Edward Malaga-Trillo (University of Konstanz, Germany) presented a new evolutionary perspective on the possible function of PrP and the molecular mechanisms driving the diversification of PrP domains from fish to mammals. He reported the establishment of a novel genetic model for prion research, the zebrafish. Most notably, using the zebrafish model, Malaga-Trillo presented the first clear PrP loss-of-function phenotypes, which might be used to delineate a conserved function of vertebrate PrPs during early development.

In the closing lecture, Christopher Dobson (University of Cambridge, UK) considered general questions of amyloid formation. He presented evidence in support of the concept that the ability of proteins to form amyloid is generic. Many normally non-amyloidogenic proteins can form amyloid in vitro under conditions that destabilize their structure. The fact that very few proteins do form amyloid in vivo may be explained as a result of billions of years of protein evolution.
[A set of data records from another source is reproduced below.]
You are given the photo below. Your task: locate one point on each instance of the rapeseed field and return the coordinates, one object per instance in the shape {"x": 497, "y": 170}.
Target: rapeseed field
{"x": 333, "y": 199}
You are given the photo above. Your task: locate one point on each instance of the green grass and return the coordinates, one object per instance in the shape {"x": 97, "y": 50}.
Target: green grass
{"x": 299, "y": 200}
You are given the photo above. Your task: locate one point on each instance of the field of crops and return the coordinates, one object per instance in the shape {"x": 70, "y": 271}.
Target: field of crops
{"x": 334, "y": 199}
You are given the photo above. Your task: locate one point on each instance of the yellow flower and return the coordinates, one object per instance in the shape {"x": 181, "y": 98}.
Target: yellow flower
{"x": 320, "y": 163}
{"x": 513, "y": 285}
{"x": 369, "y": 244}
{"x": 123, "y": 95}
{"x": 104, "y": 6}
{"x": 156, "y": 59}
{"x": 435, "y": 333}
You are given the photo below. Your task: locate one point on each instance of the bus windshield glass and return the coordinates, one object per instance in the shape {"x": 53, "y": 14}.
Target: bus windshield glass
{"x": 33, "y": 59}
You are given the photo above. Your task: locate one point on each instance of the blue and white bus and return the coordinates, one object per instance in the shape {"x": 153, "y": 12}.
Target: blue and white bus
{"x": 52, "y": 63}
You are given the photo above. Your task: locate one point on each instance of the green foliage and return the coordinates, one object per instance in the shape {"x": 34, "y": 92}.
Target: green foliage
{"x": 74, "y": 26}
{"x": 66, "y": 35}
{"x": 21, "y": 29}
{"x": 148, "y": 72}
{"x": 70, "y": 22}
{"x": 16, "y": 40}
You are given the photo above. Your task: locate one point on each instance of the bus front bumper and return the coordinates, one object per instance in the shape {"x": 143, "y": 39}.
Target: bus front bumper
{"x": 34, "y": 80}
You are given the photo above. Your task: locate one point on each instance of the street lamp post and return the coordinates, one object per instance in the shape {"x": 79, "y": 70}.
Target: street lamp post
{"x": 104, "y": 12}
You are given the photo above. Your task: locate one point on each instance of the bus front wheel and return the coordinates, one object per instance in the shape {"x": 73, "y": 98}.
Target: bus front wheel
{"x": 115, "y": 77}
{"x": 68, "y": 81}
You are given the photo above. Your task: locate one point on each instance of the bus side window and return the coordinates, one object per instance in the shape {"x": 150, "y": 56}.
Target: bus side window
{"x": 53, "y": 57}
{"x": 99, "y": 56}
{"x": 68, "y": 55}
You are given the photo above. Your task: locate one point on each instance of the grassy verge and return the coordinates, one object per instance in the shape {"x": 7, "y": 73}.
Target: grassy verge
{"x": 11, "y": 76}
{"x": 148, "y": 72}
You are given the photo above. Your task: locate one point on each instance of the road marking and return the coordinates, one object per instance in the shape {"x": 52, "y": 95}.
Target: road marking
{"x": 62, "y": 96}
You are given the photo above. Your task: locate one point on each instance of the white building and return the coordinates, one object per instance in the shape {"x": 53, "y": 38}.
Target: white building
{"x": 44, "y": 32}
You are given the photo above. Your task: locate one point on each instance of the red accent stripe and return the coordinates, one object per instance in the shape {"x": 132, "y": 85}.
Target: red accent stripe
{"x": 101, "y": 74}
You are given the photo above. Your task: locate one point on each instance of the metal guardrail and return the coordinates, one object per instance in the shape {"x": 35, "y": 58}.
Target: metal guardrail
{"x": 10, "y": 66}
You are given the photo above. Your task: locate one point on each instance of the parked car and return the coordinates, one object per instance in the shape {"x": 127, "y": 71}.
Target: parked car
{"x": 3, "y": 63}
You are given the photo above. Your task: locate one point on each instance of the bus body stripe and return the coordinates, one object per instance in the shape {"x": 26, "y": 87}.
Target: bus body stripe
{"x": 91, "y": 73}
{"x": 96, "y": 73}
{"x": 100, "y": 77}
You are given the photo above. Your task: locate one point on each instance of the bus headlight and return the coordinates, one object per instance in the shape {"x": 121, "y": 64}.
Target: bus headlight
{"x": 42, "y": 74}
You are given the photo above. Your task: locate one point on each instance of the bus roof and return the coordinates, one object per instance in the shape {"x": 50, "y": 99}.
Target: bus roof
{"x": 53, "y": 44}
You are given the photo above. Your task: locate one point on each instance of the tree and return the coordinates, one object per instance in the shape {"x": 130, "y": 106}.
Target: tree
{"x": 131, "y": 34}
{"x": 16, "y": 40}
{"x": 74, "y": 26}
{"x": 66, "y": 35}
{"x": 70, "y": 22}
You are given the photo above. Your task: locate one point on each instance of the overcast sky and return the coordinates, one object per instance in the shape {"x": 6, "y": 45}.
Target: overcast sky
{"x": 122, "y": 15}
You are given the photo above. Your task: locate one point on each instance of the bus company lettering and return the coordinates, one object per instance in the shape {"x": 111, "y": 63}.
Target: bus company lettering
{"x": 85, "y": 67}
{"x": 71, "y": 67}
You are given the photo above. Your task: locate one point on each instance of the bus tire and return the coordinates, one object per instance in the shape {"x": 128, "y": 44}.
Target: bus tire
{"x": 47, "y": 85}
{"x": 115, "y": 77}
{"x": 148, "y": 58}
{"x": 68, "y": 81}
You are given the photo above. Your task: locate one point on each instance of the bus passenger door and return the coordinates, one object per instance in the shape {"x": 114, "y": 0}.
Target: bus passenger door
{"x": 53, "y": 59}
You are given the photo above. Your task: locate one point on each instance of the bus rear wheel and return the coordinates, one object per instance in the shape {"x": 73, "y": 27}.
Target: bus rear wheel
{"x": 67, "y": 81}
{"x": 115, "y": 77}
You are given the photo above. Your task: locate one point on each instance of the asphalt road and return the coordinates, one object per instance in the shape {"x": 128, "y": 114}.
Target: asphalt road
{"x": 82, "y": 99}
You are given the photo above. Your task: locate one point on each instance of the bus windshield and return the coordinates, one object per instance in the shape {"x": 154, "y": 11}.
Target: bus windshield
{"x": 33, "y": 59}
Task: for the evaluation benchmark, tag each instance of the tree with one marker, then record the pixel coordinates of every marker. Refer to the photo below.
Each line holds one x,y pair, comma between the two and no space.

This point of view predicts that, in general, proteins prone to convert to the prion state are not likely to carry a specific prion consensus sequence and are not likely to be identified by sequence analysis.

Probably, the most significant achievements reported at the conference related to prion structure, in both the sense of spatial structure and the role of the primary structure. Important questions for the future relate to the mechanisms of prion propagation, including the role of chaperones and possible curing mechanisms. The number and variety of known prion-like phenomena grows, but only the future will show the full picture of their occurrence and importance for living organisms.